Products that will likely always depend on critical metals include automobiles, energy solutions such as wind turbines, robots, and others—all booming industries with incredible staying power. Trying to innovate our way out of the critical metals shortage is not an adequate solution, not when recycling these metals is such a viable alternative.
Predictions for Continued Climate-Tech Investment and the Circular Economy
In the predictions you recently issued, you said that despite industry projections that climate tech funding will decrease, a combination of improved recovery technologies and shifting geopolitical forces will cause investments in climate technology projects to continue at their present rates, or even increase. What are some of the key materials and associated applications driving this trend? And how will they contribute to America's economic and political stability?
I expect that climate tech companies will flourish in the near and short term in North America due to increased government support for these ventures. Bills like the IRA are setting a new industry precedent, and there is boundless opportunity for industries to establish themselves and grow in North America.
The other key piece driving this trend is the passion the new generation has for the environment and for solving climate change. The younger generation is rightly concerned about climate change and is committed to building an electric future. I predict that there will be many more entrepreneurs starting innovative businesses to address climate challenges and develop new technologies to reduce industrial carbon footprint.
Combining the will of the government with the spirit of technological innovation and bullish public and private funding means this industry will thrive. Geopolitical challenges are a drive as well.
Can you paint a more detailed picture of the how this will facilitate a shift to a circular economy you expect to see emerge within the North American manufacturing ecosystem over the next 5 to 15 years?
One piece driving the shift to a circular economy is the world’s decarbonization targets. The timelines imposed by governments and companies to reach those targets are only possible if we embrace circularity.
For example, by 2035, Canadians will no longer be able to buy a non-electric vehicle. Meeting that future demand for EVs will only be possible with a steady supply of critical metals. And to secure that supply, the world will need to recycle metals at a rapid rate. In a nutshell, our carbon-neutral future will not happen without the circularity of critical metals.
Would you care to speculate on some of the other opportunities this shift will create for entrepreneurs and investors?

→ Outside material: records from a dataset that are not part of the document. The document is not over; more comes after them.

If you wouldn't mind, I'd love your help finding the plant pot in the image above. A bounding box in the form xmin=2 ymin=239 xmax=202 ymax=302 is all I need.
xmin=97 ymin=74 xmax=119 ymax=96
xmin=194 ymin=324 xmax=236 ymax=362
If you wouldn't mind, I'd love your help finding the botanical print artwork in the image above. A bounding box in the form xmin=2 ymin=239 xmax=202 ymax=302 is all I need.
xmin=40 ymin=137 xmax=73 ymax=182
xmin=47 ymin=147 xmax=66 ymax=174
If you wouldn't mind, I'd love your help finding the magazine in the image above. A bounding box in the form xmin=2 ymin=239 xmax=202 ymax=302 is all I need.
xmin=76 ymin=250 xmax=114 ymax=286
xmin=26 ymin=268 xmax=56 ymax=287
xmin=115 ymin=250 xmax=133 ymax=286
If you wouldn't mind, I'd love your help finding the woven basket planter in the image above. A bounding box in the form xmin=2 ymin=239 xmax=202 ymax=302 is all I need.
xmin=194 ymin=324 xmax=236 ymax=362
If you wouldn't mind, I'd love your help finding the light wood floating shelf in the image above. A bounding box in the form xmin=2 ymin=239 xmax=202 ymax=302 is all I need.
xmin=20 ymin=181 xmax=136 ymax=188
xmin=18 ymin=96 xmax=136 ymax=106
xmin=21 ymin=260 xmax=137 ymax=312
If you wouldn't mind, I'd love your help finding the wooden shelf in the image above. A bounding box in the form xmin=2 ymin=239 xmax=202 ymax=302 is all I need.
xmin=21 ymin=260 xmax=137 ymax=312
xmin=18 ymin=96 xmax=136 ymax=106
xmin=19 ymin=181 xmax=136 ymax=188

That is, what products and technologies should members of the tech community be keeping on their horizons today?
My prediction is that anything and everything that will support an electrified future is worth keeping an eye on. For example, as we make the transition to all-electric vehicles, the world will need more charging stations for those vehicles. Charging stations need software to function, and that software requires maintenance, and so forth. You can make the same analogy for electrified smart-city technologies, such as sensors and robots.

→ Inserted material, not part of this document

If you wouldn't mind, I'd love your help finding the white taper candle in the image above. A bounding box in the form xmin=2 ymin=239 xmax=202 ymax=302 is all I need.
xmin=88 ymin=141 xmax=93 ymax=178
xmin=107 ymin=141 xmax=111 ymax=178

Two other spaces I’m watching are battery technology innovation and electric grid distribution. The next generation of batteries will need to be even more efficient and become even less dependent on high qualities of finite metals. Power grids will need to be expanded and have their efficiency improved by exponential capacities to keep up with power demand in a fossil-fuel-free future. Solutions to help with all aspects of electrification are here to stay and will only grow in the years ahead.